Guerrita y Reverte toreaban como toreros profesionales; uno, el cordobés, lucíase por su arte fino y clásico; el otro, el sevillano, mostrábase, arrestado, quieto, sereno, tranquilo, pero decidido y atropellado de puro valiente.
—¡Y pensar —me decía el aguador— que los dos exponen así la piel teniendo la olla asegurada todos los días y el cajón de la mesa atestado de billetes!...
—Por esto son de tronío —le contesté—; a fuerza de anunciar sustos y coscorrones, y aun de percances, si no de gravedad, de dolor y de sangre. En esto de los toros, la leyenda hace más pronto su camino de fama y estrépito que en los demás órdenes de la vida.
Pero mi compañero no me oía, porque estaba embebido mirando al Guerra. El cual, muy parado, muy erguido, daba cada pase que era una sorpresa gratísima y una explosión de ¡olés! y de palmadas. Toreó luego de capa con los pies fijos, dejando llegar a la tela y largando los brazos según la cantidad de gas que traía el enemigo. Con la muleta estuvo aún más seguro y mejor; tras de un pinchazo bajo en la suerte de recibir, lo tumbó de un volapié magnífico.
Esto fue en el último toro.
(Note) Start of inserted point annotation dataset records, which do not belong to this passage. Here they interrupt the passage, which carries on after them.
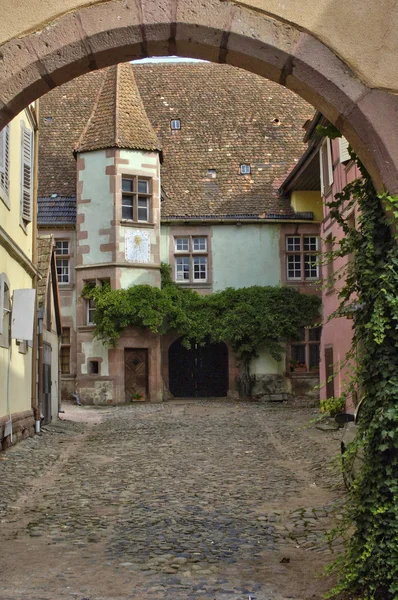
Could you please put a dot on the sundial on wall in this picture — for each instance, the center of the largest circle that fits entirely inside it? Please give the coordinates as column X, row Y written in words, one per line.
column 138, row 247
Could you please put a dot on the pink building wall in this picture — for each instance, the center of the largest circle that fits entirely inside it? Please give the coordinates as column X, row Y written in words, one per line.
column 337, row 333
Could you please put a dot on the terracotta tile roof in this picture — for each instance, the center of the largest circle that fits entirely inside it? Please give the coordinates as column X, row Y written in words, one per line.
column 44, row 252
column 118, row 119
column 56, row 211
column 228, row 117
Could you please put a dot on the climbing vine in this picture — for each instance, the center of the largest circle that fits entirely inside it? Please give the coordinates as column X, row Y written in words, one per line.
column 249, row 319
column 368, row 568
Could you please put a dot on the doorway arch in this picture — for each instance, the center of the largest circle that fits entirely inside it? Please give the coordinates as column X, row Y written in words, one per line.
column 199, row 371
column 96, row 36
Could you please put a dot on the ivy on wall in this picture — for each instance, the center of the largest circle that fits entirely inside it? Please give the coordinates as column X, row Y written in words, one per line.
column 368, row 568
column 248, row 319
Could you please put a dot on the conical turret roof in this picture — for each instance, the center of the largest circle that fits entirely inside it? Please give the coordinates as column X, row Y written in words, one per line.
column 118, row 119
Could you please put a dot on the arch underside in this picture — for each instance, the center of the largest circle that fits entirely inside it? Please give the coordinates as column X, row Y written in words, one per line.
column 104, row 34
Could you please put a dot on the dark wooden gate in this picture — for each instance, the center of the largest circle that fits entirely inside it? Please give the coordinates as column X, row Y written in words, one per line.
column 200, row 372
column 46, row 399
column 135, row 373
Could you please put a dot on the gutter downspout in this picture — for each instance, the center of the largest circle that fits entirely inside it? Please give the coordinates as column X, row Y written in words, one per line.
column 34, row 391
column 40, row 317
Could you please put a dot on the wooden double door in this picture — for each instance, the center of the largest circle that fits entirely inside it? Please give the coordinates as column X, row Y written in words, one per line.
column 135, row 374
column 198, row 372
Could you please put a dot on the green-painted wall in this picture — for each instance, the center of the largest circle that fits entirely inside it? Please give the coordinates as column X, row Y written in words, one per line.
column 98, row 212
column 246, row 255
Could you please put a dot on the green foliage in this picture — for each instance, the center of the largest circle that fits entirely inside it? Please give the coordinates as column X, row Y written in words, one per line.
column 369, row 566
column 248, row 319
column 333, row 406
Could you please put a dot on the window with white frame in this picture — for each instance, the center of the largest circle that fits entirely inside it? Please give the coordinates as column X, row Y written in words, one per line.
column 62, row 251
column 192, row 267
column 5, row 310
column 90, row 309
column 65, row 351
column 302, row 257
column 26, row 173
column 304, row 353
column 90, row 303
column 136, row 199
column 5, row 164
column 175, row 124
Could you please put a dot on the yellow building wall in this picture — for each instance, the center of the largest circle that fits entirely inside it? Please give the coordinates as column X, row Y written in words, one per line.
column 308, row 201
column 15, row 367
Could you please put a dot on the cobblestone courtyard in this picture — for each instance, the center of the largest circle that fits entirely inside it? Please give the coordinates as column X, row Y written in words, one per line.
column 186, row 500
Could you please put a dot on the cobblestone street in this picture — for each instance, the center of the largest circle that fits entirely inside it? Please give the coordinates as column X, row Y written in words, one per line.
column 184, row 500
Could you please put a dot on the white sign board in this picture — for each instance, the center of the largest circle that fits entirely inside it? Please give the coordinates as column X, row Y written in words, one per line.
column 137, row 246
column 23, row 314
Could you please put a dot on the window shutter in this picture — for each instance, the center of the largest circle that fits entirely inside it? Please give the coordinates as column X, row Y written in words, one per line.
column 321, row 171
column 26, row 173
column 330, row 163
column 3, row 151
column 329, row 372
column 2, row 289
column 343, row 148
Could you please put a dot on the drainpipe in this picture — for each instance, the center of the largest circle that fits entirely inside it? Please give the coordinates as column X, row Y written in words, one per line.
column 34, row 391
column 40, row 317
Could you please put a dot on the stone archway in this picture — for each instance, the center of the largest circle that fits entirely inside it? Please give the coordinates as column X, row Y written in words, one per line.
column 106, row 33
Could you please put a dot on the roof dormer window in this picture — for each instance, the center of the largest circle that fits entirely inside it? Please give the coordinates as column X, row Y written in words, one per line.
column 175, row 124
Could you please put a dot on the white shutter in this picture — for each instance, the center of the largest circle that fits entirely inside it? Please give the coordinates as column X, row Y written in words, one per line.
column 1, row 303
column 3, row 151
column 330, row 163
column 343, row 150
column 321, row 170
column 26, row 172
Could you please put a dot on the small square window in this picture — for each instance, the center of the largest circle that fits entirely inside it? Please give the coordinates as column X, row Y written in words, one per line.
column 143, row 186
column 93, row 367
column 311, row 243
column 62, row 247
column 182, row 244
column 293, row 244
column 200, row 268
column 90, row 311
column 143, row 208
column 199, row 244
column 311, row 268
column 62, row 270
column 182, row 268
column 127, row 185
column 127, row 207
column 65, row 335
column 294, row 266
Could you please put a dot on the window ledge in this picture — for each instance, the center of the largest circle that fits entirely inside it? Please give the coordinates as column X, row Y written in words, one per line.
column 302, row 374
column 205, row 285
column 86, row 327
column 128, row 223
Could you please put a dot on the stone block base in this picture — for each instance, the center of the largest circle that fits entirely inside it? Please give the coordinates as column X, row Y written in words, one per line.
column 23, row 426
column 271, row 388
column 303, row 384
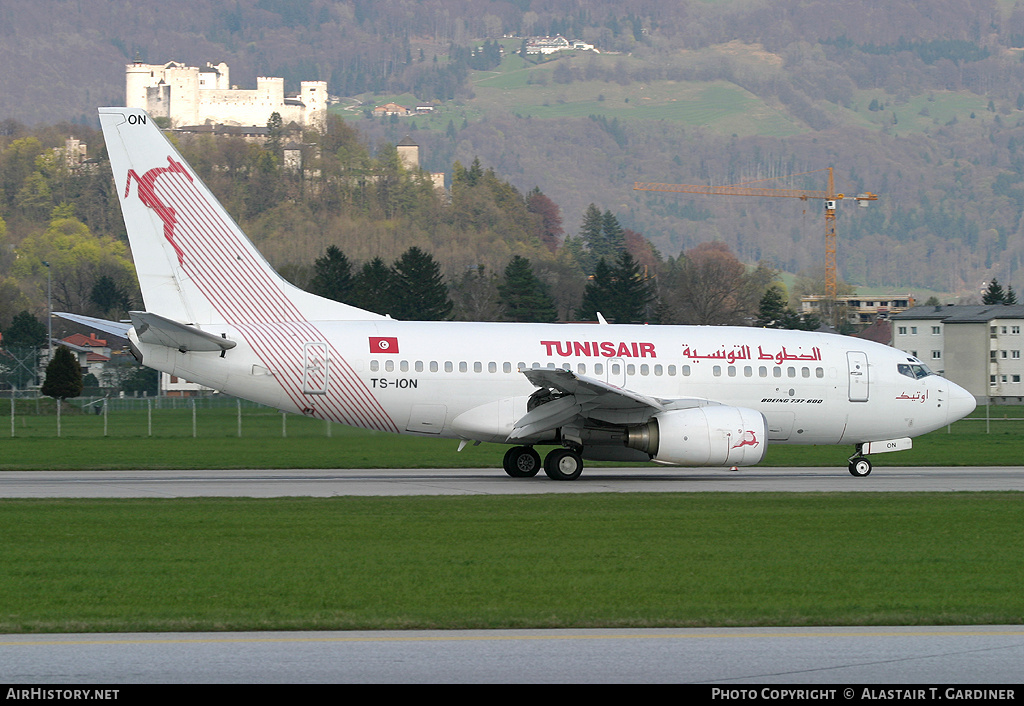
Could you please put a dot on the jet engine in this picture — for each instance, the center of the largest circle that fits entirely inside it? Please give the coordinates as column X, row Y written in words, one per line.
column 716, row 435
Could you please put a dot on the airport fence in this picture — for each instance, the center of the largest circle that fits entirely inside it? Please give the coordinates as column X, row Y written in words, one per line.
column 219, row 415
column 213, row 415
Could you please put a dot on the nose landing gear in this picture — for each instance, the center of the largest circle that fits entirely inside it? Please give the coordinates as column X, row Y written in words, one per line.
column 859, row 464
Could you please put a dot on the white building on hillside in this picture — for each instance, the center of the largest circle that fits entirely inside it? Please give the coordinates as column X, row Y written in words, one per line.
column 978, row 346
column 189, row 95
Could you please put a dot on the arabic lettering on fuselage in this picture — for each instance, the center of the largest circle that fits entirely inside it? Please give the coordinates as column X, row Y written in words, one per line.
column 599, row 348
column 743, row 353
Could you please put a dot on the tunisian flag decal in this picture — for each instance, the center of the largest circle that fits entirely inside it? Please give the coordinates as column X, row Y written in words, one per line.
column 384, row 344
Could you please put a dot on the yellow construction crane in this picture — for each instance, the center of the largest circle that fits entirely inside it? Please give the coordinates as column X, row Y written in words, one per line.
column 829, row 196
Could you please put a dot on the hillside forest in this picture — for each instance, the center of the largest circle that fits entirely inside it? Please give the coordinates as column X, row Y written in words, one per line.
column 481, row 250
column 919, row 102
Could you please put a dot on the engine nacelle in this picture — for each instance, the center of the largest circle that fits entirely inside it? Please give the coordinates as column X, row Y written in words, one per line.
column 704, row 437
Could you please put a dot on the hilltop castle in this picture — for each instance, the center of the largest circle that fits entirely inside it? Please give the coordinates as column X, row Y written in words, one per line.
column 189, row 95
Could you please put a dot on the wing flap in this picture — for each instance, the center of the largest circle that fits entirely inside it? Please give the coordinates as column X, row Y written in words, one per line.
column 583, row 400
El público aplaudió a rabiar y yo también. Mis vecinos los del tendido de sol exteriorizaron su entusiasmo lanzando al redondel una lluvia de sombreros. Entonces me acordé de la deuda que tenía con el guarda–agujas de Sierra Morena:
«—La primera vez que vea a Guerrita, después de una de aquellas suertes que quitan el sentido, le tira usted el sombrero al redondel en mi nombre».
Y así lo hice sin darme cuenta. Pero me avino bien, porque en el tropel de gente que se iba yendo y con la barahúnda de brazos que pugnaban por recoger los sombreros que, al vuelo, devolvían los de la cuadrilla, ni corto ni perezoso, cogí un sombrero nuevecito de la misma hechura que el que yo usé antes, y me lo puse.
Ajustaba a mi medida, y como nadie lo estorbó, salí de la plaza mejor vestido que cuando en ella entré.
¡Tuve un día completo!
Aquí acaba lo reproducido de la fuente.